I pictured the object as a cube with 12 cusp shaped grooves cut out of it.  A cube can be divided into six congruent square pyramids with the apexes at the center of the cube.  By making two cusp grooves in the square face, each pyramid will be one sixth of the object in question.

Any cross section of the cut pyramid made parallel to the square base will look either one square where the cuts did not reach, or four disconnected squares where the cuts did reach.  The deepest point the cuts can reach is 1 - sqrt[3]/2 units in from the base, assuming the bases edges are 1 unit.  If the cross section is at a height x from the base, then the cuts at that point are 1-2*sqrt[2x-x^2] and the cross section will have a total width of 1-2x.

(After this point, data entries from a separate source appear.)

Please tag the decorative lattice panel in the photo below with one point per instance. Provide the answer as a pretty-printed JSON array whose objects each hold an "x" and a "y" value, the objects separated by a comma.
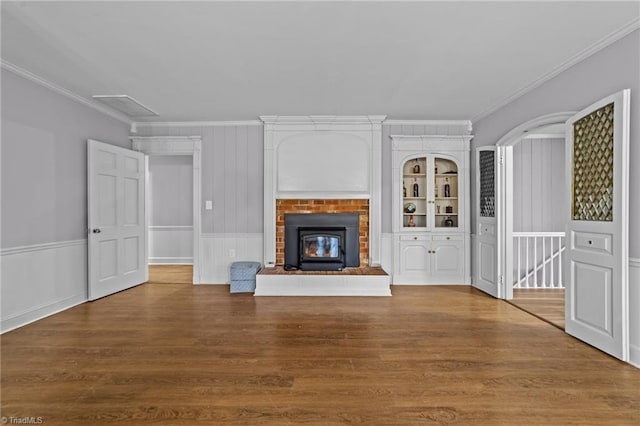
[
  {"x": 487, "y": 184},
  {"x": 593, "y": 166}
]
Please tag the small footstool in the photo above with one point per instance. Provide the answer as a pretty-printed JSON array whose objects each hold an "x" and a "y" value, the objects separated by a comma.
[{"x": 243, "y": 276}]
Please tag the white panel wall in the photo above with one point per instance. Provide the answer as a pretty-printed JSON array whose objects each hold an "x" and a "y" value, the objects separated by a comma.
[
  {"x": 44, "y": 197},
  {"x": 218, "y": 251},
  {"x": 171, "y": 209},
  {"x": 40, "y": 280},
  {"x": 538, "y": 184},
  {"x": 170, "y": 245}
]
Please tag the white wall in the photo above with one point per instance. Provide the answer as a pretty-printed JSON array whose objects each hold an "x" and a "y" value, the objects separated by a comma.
[
  {"x": 171, "y": 209},
  {"x": 44, "y": 198},
  {"x": 538, "y": 182}
]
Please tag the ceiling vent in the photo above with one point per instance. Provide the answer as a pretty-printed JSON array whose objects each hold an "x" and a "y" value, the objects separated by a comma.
[{"x": 126, "y": 104}]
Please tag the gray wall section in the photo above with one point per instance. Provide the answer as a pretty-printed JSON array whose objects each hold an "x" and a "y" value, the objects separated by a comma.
[
  {"x": 232, "y": 175},
  {"x": 44, "y": 162},
  {"x": 538, "y": 182},
  {"x": 610, "y": 70},
  {"x": 171, "y": 190}
]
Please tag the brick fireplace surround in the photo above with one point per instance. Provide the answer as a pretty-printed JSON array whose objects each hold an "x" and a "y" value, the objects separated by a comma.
[{"x": 360, "y": 206}]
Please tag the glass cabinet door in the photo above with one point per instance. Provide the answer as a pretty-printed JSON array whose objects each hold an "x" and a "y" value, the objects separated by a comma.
[
  {"x": 414, "y": 193},
  {"x": 445, "y": 191}
]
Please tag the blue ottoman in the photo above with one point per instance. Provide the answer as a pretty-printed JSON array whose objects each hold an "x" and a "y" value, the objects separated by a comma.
[{"x": 243, "y": 276}]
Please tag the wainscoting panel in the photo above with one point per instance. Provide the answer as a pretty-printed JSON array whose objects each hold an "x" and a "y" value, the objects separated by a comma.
[
  {"x": 634, "y": 311},
  {"x": 41, "y": 280},
  {"x": 219, "y": 251},
  {"x": 170, "y": 245}
]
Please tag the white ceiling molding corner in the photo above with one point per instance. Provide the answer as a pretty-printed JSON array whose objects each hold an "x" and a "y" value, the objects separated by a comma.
[
  {"x": 64, "y": 92},
  {"x": 579, "y": 57},
  {"x": 158, "y": 124}
]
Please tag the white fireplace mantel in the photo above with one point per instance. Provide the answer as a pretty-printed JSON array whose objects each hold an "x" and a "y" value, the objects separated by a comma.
[{"x": 322, "y": 157}]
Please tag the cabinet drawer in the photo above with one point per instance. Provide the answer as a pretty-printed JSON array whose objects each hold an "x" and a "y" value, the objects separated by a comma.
[
  {"x": 454, "y": 237},
  {"x": 415, "y": 238}
]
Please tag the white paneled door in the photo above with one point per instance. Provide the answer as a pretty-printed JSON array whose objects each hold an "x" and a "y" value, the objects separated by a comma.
[
  {"x": 486, "y": 261},
  {"x": 116, "y": 218},
  {"x": 596, "y": 272}
]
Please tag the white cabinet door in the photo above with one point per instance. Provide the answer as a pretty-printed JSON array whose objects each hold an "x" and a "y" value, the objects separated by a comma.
[
  {"x": 414, "y": 260},
  {"x": 596, "y": 270},
  {"x": 447, "y": 258},
  {"x": 486, "y": 241},
  {"x": 116, "y": 210}
]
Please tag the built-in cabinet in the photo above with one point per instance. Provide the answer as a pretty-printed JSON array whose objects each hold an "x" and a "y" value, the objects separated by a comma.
[{"x": 430, "y": 209}]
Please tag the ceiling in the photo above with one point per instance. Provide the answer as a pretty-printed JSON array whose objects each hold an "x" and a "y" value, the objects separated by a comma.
[{"x": 219, "y": 61}]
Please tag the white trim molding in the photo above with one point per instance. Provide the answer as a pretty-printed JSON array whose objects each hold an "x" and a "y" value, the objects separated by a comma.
[
  {"x": 65, "y": 92},
  {"x": 579, "y": 57},
  {"x": 180, "y": 145},
  {"x": 41, "y": 247},
  {"x": 634, "y": 313},
  {"x": 465, "y": 124},
  {"x": 30, "y": 293},
  {"x": 163, "y": 124},
  {"x": 298, "y": 149}
]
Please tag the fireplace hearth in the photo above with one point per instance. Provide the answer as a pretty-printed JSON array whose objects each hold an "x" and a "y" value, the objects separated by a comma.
[{"x": 321, "y": 242}]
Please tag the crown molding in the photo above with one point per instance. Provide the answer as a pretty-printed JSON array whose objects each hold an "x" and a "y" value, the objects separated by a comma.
[
  {"x": 462, "y": 123},
  {"x": 64, "y": 92},
  {"x": 322, "y": 119},
  {"x": 139, "y": 124},
  {"x": 579, "y": 57}
]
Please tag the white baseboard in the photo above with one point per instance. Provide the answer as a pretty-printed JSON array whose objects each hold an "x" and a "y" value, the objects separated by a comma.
[
  {"x": 171, "y": 261},
  {"x": 216, "y": 254},
  {"x": 40, "y": 280}
]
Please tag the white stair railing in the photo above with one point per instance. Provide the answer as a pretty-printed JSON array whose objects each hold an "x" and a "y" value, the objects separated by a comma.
[{"x": 538, "y": 259}]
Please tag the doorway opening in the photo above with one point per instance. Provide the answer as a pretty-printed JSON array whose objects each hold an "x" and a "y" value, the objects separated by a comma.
[
  {"x": 177, "y": 146},
  {"x": 537, "y": 170}
]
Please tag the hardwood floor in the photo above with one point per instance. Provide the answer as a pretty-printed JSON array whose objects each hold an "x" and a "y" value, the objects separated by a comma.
[
  {"x": 170, "y": 274},
  {"x": 181, "y": 354},
  {"x": 546, "y": 304}
]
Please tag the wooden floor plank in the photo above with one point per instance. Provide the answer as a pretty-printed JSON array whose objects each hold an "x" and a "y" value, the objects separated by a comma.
[
  {"x": 182, "y": 354},
  {"x": 544, "y": 303},
  {"x": 170, "y": 274}
]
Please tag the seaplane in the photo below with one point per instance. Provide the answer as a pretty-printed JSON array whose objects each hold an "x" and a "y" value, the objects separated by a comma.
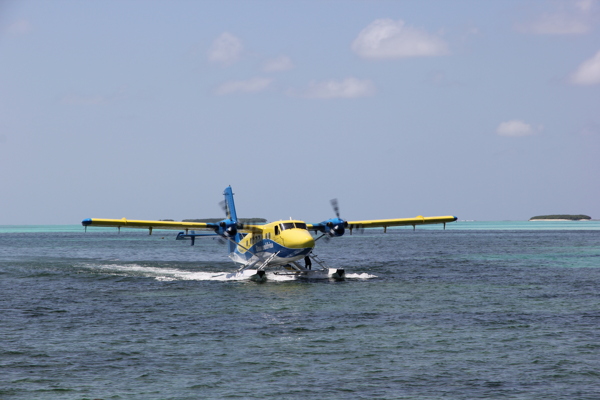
[{"x": 277, "y": 247}]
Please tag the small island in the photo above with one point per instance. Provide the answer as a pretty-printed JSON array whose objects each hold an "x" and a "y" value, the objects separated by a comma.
[{"x": 561, "y": 217}]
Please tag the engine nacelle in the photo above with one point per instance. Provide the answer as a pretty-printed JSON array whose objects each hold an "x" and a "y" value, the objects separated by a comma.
[{"x": 335, "y": 227}]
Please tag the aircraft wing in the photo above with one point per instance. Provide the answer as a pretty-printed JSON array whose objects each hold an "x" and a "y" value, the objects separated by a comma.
[
  {"x": 132, "y": 223},
  {"x": 384, "y": 223}
]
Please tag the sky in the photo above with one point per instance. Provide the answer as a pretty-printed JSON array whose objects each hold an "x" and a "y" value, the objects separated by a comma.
[{"x": 149, "y": 109}]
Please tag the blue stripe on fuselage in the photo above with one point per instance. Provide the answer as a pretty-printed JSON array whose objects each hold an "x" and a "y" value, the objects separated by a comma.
[{"x": 266, "y": 247}]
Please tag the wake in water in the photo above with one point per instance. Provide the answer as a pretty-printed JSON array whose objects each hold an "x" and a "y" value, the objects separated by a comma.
[{"x": 173, "y": 274}]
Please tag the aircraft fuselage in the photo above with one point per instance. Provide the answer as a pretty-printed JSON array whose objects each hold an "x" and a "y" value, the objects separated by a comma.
[{"x": 288, "y": 240}]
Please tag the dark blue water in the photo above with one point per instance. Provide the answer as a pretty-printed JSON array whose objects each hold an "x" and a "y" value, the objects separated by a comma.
[{"x": 431, "y": 314}]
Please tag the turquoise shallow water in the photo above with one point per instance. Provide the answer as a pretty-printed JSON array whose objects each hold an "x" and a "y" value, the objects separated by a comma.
[{"x": 481, "y": 310}]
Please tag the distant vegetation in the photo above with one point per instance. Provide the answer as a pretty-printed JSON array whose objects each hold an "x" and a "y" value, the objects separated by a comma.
[
  {"x": 242, "y": 220},
  {"x": 565, "y": 216}
]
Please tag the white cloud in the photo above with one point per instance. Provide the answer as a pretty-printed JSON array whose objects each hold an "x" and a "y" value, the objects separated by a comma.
[
  {"x": 19, "y": 27},
  {"x": 386, "y": 38},
  {"x": 516, "y": 128},
  {"x": 588, "y": 72},
  {"x": 281, "y": 63},
  {"x": 349, "y": 88},
  {"x": 225, "y": 50},
  {"x": 249, "y": 86}
]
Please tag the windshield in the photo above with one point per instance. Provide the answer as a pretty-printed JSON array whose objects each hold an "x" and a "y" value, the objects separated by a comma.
[
  {"x": 287, "y": 225},
  {"x": 292, "y": 225}
]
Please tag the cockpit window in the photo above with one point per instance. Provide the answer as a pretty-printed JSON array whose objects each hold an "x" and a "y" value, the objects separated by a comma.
[
  {"x": 287, "y": 225},
  {"x": 292, "y": 225}
]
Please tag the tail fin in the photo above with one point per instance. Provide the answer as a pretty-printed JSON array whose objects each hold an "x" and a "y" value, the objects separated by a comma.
[
  {"x": 231, "y": 215},
  {"x": 229, "y": 204}
]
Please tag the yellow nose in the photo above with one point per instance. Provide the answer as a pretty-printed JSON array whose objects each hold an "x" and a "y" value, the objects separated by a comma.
[{"x": 297, "y": 239}]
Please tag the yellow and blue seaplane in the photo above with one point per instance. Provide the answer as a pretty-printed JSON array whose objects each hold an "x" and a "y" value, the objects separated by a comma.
[{"x": 276, "y": 246}]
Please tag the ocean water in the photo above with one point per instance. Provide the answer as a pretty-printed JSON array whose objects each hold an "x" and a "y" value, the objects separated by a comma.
[{"x": 502, "y": 310}]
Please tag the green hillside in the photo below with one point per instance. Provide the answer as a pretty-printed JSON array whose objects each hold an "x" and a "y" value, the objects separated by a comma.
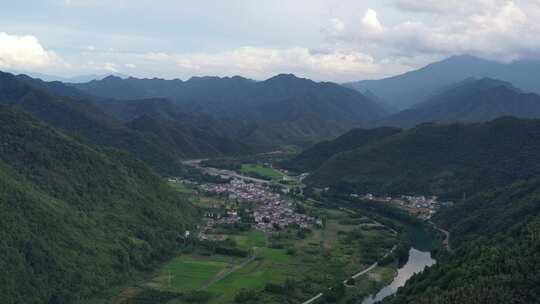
[
  {"x": 447, "y": 160},
  {"x": 75, "y": 219},
  {"x": 315, "y": 156},
  {"x": 496, "y": 240}
]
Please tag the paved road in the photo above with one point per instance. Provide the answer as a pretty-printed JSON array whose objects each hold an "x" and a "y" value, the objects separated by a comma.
[
  {"x": 367, "y": 270},
  {"x": 315, "y": 298},
  {"x": 213, "y": 171},
  {"x": 446, "y": 241},
  {"x": 228, "y": 272}
]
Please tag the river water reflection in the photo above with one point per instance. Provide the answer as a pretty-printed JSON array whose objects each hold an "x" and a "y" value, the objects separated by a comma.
[{"x": 418, "y": 260}]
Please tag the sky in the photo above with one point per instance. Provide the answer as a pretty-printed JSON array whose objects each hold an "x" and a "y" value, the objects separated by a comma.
[{"x": 325, "y": 40}]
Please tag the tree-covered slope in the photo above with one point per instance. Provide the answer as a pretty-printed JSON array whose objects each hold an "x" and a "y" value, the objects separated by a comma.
[
  {"x": 470, "y": 101},
  {"x": 75, "y": 219},
  {"x": 281, "y": 110},
  {"x": 83, "y": 118},
  {"x": 315, "y": 156},
  {"x": 449, "y": 160},
  {"x": 179, "y": 135},
  {"x": 405, "y": 90},
  {"x": 495, "y": 236}
]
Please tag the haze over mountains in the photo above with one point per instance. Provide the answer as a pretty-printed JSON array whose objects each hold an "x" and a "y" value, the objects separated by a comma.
[
  {"x": 469, "y": 101},
  {"x": 406, "y": 90},
  {"x": 74, "y": 160},
  {"x": 281, "y": 110}
]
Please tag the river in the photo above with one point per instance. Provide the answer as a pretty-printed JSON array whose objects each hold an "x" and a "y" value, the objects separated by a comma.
[{"x": 418, "y": 261}]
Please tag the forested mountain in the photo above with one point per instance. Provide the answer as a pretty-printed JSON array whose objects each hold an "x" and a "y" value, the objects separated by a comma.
[
  {"x": 75, "y": 112},
  {"x": 281, "y": 110},
  {"x": 186, "y": 135},
  {"x": 495, "y": 236},
  {"x": 406, "y": 90},
  {"x": 314, "y": 157},
  {"x": 77, "y": 219},
  {"x": 449, "y": 160},
  {"x": 470, "y": 101}
]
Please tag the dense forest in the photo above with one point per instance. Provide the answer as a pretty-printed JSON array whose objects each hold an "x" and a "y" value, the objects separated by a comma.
[
  {"x": 448, "y": 160},
  {"x": 76, "y": 219},
  {"x": 312, "y": 158},
  {"x": 496, "y": 239}
]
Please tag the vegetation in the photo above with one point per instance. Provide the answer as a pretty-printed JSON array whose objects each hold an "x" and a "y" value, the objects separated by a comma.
[
  {"x": 312, "y": 158},
  {"x": 470, "y": 101},
  {"x": 495, "y": 236},
  {"x": 448, "y": 160},
  {"x": 77, "y": 219},
  {"x": 283, "y": 110},
  {"x": 260, "y": 171}
]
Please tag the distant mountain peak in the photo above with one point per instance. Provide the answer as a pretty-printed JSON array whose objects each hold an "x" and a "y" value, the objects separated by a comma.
[{"x": 112, "y": 78}]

The total area removed from such a cross section equals
2*(1-2x)*(1-2*sqrt[2x-x^2]) - (1-2*sqrt[2x-x^2])^2
Integrating this expression from x = 0 to x = 1 - sqrt[3]/2 will give the total volume removed from each pyramid.  Six times this value will be the total amount removed from the cube.

After simplifying the expression, the integral is:
Integ{1-sqrt[3]/2, 0} {1 - 12x + 4x^2 + 8x*sqrt[2x-x^2]} dx

This integral can be calculated by splitting it into three smaller integrals:
Integ{1-sqrt[3]/2, 0} {1 - 12x + 4x^2} dx
Integ{1-sqrt[3]/2, 0} {(8x-8)*sqrt[2x-x^2]} dx
Integ{1-sqrt[3]/2, 0} {8*sqrt[2x-x^2]} dx

The first integral evaluates to (18*sqrt[3] - 31)/6
Using the substitution y=2x-x^2, the second integral evaluates to -1/3
Using the substitution sin[t] = x-1, the third integral evaluates to 2*pi/3 - sqrt[3]

The sum of the small integrals makes the large integral equal to
(-33 + 12*sqrt[3] + 4*pi)/6
and the total volume removed from the cube equal to
-33 + 12*sqrt[3] + 4*pi = .350980305186
This agrees with Charlie's numerical integration of 35.1%